In "The Dead Man," the new novel by Nora Gold, Eve Bercovitch, a 55 year old Toronto-based composer of Jewish music and a music therapist, is obsessed by an affair she had with Jacob Gladstone (“Jake”) that ended abruptly five years ago when Jake decided to remain with his wife in Israel. Even now, as she arrives in Jerusalem to attend a music therapy conference, she is tempted to call his phone and hang up. She continues to dwell on him, revisiting the affair, and steels herself against possibly re-encountering him. She wonders what he thinks of her now (if he does at all), and what his wife thinks of her (if she does at all). She even makes her conference presentation about Jake, treating him as a case study. In Bercovitch’s mind, Jake takes up a lot of real estate.

In all other respects Eve is a reasoned, thoughtful person: a widow, a mother of adult children, knowledgeable about Jewish music, and a valued music therapist. We even see that other men are attracted to her, if only she would be open to their advances.

Over the course of this multi-layered narrative, Eve heals herself of the affair and begins on the road of a new composition (the two are not specifically linked, but it is hard to imagine one occurring without the other). In “The Dead Man” Gold shows us glints of the creative process and the healing process with specific narrative benchmarks, while availing the reader of the metaphor of a woman who in order to live fully again must make her feelings for her former lover into “The Dead Man.” That Gold accomplishes all this in so slender a novel is all the more impressive.

The fault with the novel, if there is any, is with “The Dead Man” himself.

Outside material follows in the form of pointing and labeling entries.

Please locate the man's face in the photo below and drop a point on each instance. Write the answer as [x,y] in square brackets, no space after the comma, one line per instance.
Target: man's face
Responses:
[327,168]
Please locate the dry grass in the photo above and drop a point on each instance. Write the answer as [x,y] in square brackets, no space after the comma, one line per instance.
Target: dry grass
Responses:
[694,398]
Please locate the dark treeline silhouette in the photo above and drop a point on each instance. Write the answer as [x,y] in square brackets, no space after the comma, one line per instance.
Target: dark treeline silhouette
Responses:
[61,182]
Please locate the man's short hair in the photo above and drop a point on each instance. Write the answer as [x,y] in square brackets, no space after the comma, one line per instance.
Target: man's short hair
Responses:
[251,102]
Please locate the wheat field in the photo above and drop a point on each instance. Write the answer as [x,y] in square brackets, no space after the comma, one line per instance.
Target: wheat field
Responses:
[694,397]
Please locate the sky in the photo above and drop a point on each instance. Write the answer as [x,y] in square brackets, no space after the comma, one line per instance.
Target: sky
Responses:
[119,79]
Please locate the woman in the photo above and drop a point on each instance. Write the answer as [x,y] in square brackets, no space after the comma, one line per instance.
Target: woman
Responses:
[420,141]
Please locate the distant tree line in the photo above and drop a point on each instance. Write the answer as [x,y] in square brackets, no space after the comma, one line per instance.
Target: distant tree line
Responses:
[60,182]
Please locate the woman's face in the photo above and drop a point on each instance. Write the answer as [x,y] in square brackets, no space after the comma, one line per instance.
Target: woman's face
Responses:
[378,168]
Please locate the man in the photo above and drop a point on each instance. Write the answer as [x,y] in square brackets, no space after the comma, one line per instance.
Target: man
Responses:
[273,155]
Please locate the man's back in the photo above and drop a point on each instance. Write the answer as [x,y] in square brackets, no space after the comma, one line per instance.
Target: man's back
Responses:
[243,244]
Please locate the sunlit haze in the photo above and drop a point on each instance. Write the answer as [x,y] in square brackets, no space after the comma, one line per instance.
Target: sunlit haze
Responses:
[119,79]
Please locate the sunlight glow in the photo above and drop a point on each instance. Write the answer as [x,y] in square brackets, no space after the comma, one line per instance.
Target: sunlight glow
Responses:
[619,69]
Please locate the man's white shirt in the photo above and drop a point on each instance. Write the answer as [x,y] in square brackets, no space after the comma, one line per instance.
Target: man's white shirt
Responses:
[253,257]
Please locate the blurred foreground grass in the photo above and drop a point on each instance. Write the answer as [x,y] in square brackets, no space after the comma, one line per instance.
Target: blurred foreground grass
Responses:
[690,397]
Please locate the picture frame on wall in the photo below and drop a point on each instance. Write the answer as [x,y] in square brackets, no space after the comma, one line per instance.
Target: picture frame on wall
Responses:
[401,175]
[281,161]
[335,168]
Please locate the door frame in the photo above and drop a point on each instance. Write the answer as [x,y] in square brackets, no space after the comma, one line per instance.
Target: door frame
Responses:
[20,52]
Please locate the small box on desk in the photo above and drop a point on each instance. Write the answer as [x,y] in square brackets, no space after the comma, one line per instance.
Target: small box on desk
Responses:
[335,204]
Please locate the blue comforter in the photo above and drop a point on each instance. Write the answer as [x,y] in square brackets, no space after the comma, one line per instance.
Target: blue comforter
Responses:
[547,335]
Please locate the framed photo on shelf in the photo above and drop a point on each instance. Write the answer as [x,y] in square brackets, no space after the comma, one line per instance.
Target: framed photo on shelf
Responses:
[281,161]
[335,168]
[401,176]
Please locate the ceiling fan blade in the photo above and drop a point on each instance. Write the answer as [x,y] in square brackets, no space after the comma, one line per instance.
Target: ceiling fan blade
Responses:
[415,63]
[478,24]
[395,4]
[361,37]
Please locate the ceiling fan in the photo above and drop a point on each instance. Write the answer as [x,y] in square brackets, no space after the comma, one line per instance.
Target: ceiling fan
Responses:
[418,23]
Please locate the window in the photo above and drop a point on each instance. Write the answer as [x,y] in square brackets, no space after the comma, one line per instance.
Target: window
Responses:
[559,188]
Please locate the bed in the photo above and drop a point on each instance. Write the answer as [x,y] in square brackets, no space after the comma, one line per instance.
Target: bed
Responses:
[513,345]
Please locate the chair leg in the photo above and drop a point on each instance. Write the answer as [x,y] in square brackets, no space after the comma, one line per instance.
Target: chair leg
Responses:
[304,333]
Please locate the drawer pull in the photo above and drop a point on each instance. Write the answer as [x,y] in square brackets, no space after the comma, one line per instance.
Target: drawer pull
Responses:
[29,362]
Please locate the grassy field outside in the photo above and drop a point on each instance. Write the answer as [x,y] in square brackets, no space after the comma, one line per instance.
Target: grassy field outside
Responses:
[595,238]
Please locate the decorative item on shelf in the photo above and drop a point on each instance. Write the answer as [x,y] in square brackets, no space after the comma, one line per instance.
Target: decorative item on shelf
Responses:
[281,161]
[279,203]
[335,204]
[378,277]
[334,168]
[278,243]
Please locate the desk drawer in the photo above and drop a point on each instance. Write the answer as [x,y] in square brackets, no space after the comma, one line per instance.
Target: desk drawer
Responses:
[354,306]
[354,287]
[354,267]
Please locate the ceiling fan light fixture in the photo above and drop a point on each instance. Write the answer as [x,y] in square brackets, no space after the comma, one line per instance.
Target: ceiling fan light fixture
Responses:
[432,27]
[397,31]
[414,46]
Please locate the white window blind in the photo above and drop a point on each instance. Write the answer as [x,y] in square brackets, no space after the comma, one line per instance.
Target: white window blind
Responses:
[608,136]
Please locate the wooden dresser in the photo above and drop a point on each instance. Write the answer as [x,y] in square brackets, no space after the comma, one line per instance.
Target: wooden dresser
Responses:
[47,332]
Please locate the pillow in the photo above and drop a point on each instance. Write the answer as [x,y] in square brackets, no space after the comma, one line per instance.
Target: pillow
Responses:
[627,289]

Just as it is said that a super-hero movie or James Bond adventure is only as good as its villain, here I wish Jake were a more interesting or attractive a person to obsess over. It may be due to my white male privilege, but I found him boorish. That may be the point – that she obsesses over someone not worthy of her – but that does not make the time spent with his character any more enjoyable for the reader.

That quibble aside, The Dead Man offers many pleasures: vivid descriptions of Jerusalem and Israel, insights into Jewish music and composition and an all too infrequently-found-in-literature portrait of a 55 year old woman who is finally coming into her own.